Unfortunately the C library provides no alternative for nonterminated
char arrays.
When the input is a non-terminated char array, Easel provides two choices:
-
esl_mem_strtof()
is a fast and compact reimplementation ofstrtof()
that works on char arrays, but sacrifices some accuracy. -
esl_memtof()
is slower but accurate. It copies the data to a NUL-terminated string buffer and passes it tostrtof()
for correct conversion.
In benchmarking during development of the JSON-based HMMER4 profile
file parser, I measured the speed difference between the two routines
at about three-fold. In HMMER, I was more concerned with speed than
guaranteeing absolute accuracy of the conversion, so HMMER4 uses
esl_json_ReadFloat()
, which mirrors the esl_mem_strtof()
implementation.
The accuracy loss in esl_mem_strtof()
is caused by a small roundoff
accumulation error that seems difficult to avoid (and hence the
difference between the Gay implementation [1] and mine).

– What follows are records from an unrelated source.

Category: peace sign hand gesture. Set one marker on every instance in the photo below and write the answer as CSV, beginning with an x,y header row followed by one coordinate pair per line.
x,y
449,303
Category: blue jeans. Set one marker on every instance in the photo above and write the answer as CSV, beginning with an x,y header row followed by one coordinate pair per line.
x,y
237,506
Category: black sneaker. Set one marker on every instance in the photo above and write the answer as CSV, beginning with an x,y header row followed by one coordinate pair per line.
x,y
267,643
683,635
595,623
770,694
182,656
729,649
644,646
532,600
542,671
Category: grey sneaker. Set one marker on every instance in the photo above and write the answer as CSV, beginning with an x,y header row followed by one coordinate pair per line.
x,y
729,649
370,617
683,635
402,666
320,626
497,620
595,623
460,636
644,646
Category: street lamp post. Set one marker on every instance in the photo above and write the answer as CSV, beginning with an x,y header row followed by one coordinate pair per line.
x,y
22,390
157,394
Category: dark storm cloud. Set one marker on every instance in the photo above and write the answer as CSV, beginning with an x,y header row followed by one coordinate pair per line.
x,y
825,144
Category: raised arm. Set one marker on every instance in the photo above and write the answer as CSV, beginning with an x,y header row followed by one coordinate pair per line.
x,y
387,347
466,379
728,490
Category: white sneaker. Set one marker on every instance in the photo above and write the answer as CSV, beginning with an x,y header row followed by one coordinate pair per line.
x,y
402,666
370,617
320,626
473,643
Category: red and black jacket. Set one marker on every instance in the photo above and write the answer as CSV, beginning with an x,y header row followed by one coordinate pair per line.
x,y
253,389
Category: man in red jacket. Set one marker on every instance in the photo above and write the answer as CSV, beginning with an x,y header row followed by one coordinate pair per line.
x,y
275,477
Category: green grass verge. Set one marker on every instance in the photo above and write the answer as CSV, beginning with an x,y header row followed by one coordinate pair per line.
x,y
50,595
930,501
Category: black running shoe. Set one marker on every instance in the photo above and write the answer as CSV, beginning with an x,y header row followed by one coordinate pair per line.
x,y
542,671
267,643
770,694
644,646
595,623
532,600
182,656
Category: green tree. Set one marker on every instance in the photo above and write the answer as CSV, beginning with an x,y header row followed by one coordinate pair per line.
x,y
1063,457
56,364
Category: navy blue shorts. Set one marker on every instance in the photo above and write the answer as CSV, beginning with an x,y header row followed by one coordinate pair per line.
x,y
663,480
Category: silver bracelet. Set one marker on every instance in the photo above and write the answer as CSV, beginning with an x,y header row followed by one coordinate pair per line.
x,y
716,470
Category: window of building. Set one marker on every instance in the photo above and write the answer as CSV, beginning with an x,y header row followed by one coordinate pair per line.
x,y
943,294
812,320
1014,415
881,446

Still, it is
almost always within +/-1 ulp of the correct strtof()
result. The
utest_mem_strtof_error()
unit test verifies that in 100K different
string representation conversions, no esl_mem_strtof()
conversion
deviates by more than +/-4 ulp (a relative error of about 5e-7) from
strtof()
. Applications that demand smaller errors than this need to
use esl_memtof()
.
esl_mem_strtof()
is also unable to deal with a pathological case
where the significand by itself would over/underflow, but when
combined with the exponent, the result is within the valid range of a
float. For example, it parses
9999999999999999999999999999999999999999e-10 as +infinity, not as
1e30. Full strtof()
implementations get this right, as does
esl_memtof()
.
[1] David M. Gay (1990) "Correctly rounded binary-decimal and decimal-binary conversions", AT&T manuscript 90-10. Implementation: NETLIB dtoa.c code.